Some authors have restricted their analyses to those cases with ST elevation myocardial infarction (STEMI) (54–56). The first study compared patients with confirmed COVID-19 and STEMI with an age- and sex-matched STEMI group prior to COVID-19 (54). Patients with COVID-19 infection were more likely to present with cardiogenic shock (18%), but less likely to have angiography (78%) compared to the control group. The primary outcome was a composite of in-hospital death, stroke, recurrent AMI and repeat unplanned revascularization, which occurred more commonly in the COVID-19-positive group compared to controls. The second study showed a significant increase in in-hospital mortality, stent thrombosis and cardiogenic shock after percutaneous revascularization in those patients with STEMI and COVID-19 infection compared with a contemporaneous group of non-COVID STEMI patients (55).
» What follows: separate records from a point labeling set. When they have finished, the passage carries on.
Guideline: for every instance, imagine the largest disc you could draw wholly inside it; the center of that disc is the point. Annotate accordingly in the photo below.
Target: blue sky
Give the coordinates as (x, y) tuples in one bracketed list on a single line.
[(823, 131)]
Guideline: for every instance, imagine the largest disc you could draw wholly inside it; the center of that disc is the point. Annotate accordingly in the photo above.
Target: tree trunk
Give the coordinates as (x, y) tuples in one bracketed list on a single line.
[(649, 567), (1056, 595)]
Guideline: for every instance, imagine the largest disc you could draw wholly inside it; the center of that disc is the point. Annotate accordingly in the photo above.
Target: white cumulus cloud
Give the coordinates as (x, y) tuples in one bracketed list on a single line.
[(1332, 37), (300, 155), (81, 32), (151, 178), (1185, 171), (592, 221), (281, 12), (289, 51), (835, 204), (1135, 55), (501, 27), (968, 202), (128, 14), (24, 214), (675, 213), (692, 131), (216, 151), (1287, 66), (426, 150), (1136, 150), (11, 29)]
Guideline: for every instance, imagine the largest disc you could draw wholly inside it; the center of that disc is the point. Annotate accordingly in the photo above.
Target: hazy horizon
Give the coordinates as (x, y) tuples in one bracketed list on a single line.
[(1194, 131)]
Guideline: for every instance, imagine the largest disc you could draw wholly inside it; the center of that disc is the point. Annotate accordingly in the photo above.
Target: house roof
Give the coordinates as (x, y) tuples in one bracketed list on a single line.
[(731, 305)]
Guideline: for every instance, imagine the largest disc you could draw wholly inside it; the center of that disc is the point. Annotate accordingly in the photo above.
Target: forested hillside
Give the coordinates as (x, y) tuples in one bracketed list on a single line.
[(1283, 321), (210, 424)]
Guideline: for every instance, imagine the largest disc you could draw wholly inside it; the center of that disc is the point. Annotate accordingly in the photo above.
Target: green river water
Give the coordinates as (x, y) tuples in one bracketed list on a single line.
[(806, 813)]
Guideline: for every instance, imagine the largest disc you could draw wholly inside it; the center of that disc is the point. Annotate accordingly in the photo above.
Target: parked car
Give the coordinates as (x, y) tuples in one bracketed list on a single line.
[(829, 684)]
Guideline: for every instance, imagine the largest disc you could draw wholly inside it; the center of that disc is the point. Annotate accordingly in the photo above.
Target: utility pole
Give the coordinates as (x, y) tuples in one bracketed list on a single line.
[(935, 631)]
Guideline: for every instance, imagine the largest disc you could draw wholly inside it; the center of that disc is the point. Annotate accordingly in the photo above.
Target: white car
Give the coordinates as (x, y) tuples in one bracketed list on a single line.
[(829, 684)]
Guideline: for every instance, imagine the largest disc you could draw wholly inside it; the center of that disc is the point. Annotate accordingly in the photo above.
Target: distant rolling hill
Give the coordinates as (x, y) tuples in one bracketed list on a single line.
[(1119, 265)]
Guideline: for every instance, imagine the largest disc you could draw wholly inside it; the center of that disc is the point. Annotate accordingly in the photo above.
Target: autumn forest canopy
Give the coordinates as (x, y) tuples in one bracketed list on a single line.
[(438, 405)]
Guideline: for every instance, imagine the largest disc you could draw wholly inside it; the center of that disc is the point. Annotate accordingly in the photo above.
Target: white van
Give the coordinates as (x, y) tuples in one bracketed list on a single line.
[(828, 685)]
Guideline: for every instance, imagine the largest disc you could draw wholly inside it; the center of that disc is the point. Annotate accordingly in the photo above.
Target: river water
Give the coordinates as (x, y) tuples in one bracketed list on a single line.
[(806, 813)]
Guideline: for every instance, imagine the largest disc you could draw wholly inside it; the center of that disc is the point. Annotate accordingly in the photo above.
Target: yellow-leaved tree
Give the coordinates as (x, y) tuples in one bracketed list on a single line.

The third study indicated that STEMI patients admitted during the first wave of COVID-19 infections in Israel, had a longer ischemic time, which translated into more severe disease on hospital admission and a higher in-hospital adverse event rate than observed in STEMI cases admitted in a corresponding period in 2018 (57).
Interestingly a literature review of COVID-19 patients who had STEMI, in the early part of the pandemic, documented that 17% of cases were due to non-obstructive coronary artery disease, which was associated with a mortality of 30% (similar to those with obstructive coronary artery disease); however, such data were based on case reports and case series only (57). The role of thrombosis, including extensive and multi-vessel thrombosis, irrespective of the presence or absence of atherosclerotic plaques has been described, and is reviewed elsewhere (58, 59).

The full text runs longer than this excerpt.